Тень за правым плечом - Александр Львович Соболев
Это был отель Хартман на углу Картнерринг и еще какой-то улицы, которую я не запомнила, охваченная странным ознобом: может быть, у меня действительно начиналось что-то вроде лихорадки, несмотря на то что мы устойчивы к земным болезням. Еще в первых двух посещенных гостиницах я испробовала подходящий тон и предлог: подходила с деловитым видом к портье и говорила ему, что я принесла из конторы Тома Кука пакет для мадам и месье Гродецких. С одной стороны, конечно, я не слишком подходила на роль мальчика-рассыльного, с другой — кто знает, что было в том самом конверте и какую весть я должна была им сообщить! Собственно, архангел Гавриил тоже бывал посыльным особого рода, что не смущает ни богословов, ни иконописцев. В первом же отеле к моей миссии отнеслись со всей серьезностью: заросший седой шерстью портье, не доверяя своей памяти, листал книгу записей гостей и даже зачем-то смотрел ее страницы на свет, как будто ожидая, что имена Гродецких вдруг выступят там, как «мене текел фарес» на стене. Во втором просто отмахнулись — «у нас такие не останавливались», а вот в третьем бойкая дамочка в чепце, чудом державшемся на ее кудряшках, показала куда-то за мою спину: «Так вот же они!»
В светлом, наполненном электрическими огнями холле отеля по австрийской моде во все стены и колонны были вделаны десятки зеркал, что привело к устрашающему эффекту: как будто десятки знакомых лиц разом обступили меня со всех сторон.
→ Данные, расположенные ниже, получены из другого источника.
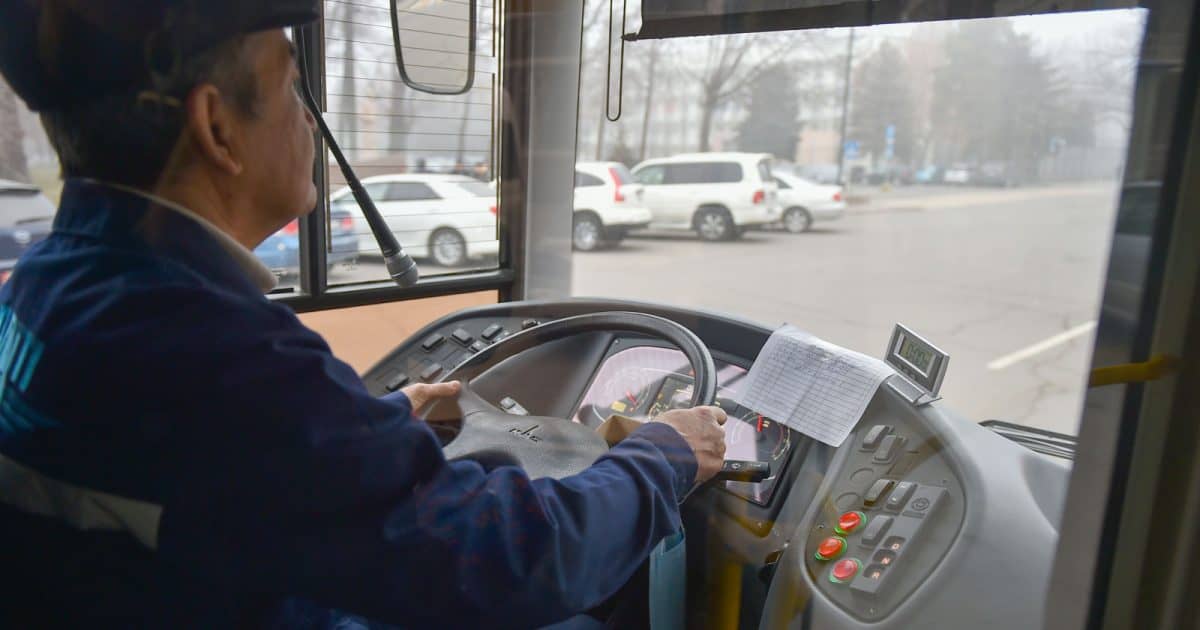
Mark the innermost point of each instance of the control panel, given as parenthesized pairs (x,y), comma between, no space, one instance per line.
(442,351)
(893,511)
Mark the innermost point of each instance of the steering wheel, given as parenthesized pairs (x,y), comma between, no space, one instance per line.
(557,447)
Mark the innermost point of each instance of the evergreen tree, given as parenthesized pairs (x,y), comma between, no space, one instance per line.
(771,125)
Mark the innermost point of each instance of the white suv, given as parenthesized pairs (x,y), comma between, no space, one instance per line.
(717,195)
(606,205)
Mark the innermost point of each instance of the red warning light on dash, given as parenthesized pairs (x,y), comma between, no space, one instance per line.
(831,549)
(850,522)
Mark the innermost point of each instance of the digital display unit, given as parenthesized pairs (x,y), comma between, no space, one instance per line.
(918,360)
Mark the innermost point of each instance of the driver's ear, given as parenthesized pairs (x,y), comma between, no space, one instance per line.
(213,127)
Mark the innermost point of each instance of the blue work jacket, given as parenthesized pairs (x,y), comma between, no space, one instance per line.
(209,462)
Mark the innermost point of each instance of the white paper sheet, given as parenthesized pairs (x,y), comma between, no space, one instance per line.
(813,385)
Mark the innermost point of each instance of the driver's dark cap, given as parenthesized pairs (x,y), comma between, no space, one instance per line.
(57,54)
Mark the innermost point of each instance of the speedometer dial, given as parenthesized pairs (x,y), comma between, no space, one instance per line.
(751,436)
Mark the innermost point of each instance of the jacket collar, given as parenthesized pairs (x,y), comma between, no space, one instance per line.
(121,215)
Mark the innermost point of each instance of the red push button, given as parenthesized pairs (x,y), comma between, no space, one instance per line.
(831,549)
(850,522)
(845,570)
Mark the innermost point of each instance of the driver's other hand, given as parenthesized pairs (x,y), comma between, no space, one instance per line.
(421,394)
(701,427)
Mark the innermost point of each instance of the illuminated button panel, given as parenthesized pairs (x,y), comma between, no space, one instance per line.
(897,504)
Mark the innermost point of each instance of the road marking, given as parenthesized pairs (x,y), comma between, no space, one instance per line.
(1042,346)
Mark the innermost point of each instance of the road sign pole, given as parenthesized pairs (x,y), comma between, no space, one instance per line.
(845,107)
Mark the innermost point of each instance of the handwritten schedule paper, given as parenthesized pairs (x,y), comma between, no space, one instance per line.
(813,385)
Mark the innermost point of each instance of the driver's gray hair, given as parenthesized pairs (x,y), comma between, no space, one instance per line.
(127,137)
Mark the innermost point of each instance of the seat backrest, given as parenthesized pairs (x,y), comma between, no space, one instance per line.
(57,576)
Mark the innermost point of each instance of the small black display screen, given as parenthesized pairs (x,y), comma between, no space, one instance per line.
(916,353)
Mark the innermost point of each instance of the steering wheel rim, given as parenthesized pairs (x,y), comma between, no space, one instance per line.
(557,447)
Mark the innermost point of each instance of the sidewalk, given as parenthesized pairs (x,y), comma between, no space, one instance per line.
(909,198)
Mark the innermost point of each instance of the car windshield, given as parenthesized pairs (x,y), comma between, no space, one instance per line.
(475,189)
(622,173)
(981,162)
(19,207)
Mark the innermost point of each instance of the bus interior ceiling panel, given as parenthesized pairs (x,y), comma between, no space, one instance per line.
(951,509)
(687,18)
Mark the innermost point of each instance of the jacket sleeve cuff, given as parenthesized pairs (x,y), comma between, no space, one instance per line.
(675,450)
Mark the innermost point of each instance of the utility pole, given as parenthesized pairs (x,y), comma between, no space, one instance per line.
(845,106)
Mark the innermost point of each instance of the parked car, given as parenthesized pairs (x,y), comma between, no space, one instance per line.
(804,202)
(607,205)
(25,217)
(957,174)
(281,251)
(719,196)
(820,173)
(930,174)
(447,219)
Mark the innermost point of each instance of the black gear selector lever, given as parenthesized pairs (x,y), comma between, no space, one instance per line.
(400,265)
(743,471)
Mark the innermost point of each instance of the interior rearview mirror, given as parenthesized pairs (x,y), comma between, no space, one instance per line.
(435,43)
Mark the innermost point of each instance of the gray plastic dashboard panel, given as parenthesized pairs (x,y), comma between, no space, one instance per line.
(991,571)
(994,573)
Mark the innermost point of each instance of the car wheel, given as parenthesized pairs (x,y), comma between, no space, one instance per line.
(797,220)
(612,237)
(714,225)
(587,235)
(448,247)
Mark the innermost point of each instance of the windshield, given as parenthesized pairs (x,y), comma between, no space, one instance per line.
(981,162)
(475,189)
(621,172)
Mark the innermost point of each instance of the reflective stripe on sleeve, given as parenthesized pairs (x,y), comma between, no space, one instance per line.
(29,491)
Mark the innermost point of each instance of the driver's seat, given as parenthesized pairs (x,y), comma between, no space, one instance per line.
(61,577)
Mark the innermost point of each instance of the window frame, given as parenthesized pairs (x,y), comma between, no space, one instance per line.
(313,292)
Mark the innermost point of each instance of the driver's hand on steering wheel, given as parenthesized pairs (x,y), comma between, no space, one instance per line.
(701,427)
(421,394)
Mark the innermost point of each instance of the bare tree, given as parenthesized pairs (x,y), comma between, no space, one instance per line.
(732,65)
(12,137)
(652,65)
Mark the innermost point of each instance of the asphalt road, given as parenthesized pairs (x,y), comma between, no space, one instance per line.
(1007,282)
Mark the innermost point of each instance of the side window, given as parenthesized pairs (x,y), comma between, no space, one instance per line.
(725,172)
(411,191)
(689,173)
(649,175)
(377,192)
(583,179)
(765,171)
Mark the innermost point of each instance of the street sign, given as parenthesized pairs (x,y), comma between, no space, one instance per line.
(851,150)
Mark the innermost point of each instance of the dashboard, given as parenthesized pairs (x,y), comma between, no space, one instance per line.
(905,525)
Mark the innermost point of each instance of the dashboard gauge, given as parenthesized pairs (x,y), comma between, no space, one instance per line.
(751,436)
(772,437)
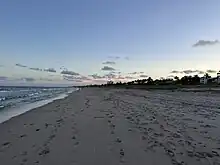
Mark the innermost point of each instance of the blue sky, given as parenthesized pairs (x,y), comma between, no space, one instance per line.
(151,37)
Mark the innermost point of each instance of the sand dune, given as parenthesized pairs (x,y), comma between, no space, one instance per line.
(116,126)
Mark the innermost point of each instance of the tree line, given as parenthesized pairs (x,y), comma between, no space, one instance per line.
(185,80)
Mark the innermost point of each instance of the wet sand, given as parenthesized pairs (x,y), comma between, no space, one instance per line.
(116,126)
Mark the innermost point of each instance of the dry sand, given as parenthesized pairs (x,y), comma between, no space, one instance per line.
(116,126)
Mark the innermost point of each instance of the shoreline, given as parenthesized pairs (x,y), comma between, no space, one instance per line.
(12,112)
(116,126)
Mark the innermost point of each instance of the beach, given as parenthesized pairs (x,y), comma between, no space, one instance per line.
(97,126)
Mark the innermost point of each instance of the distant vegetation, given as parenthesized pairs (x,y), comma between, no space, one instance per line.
(186,80)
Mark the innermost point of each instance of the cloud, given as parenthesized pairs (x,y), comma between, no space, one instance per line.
(188,71)
(114,57)
(36,69)
(135,73)
(28,79)
(143,76)
(129,77)
(127,58)
(110,76)
(75,78)
(3,78)
(200,72)
(66,72)
(211,71)
(96,76)
(205,43)
(109,63)
(107,68)
(171,76)
(175,71)
(20,65)
(46,79)
(50,70)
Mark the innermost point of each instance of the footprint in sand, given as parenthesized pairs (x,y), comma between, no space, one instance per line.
(24,135)
(118,140)
(122,153)
(6,144)
(44,152)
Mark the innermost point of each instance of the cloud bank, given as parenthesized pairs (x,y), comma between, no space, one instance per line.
(211,71)
(205,43)
(114,57)
(20,65)
(109,63)
(107,68)
(188,71)
(50,70)
(67,72)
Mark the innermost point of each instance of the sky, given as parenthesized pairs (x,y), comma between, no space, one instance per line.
(77,42)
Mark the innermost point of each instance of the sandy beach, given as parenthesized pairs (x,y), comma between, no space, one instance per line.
(116,126)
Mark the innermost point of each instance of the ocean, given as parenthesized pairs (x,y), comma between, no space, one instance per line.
(17,100)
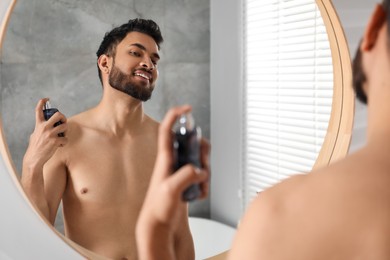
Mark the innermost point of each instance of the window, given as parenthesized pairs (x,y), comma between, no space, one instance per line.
(288,89)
Смешавшись, я сперва даже не могла понять, кто из них — единственный оригинал, а кто — возникшее отражение. Из этого затруднения они вывели меня сами, решительно направившись ко мне. Первым, широко шагая, шел сам Михаил Дмитриевич, таща за собой своих спутниц, — и я с нарастающей волной тошноты увидела, что лапка Стейси доверчиво лежала в его ручище, покуда он сам ее не отнял. Дамочка-портье, на которую я машинально взглянула, продолжала еще по инерции улыбаться, радуясь удачному совпадению, но черты ее понемногу каменели, затуманиваясь: очень уж недовольными выглядели постояльцы.
— Я решительно просил бы вас, Серафима Ильинична, оставить меня и мою семью в покое, — проговорил Гродецкий, подходя. — Не будь вы дамой, я нашел бы способ наказать вас за привязчивость, но, если это невыносимое преследование будет продолжаться, ей-богу, я могу и забыть про то, что вы дама.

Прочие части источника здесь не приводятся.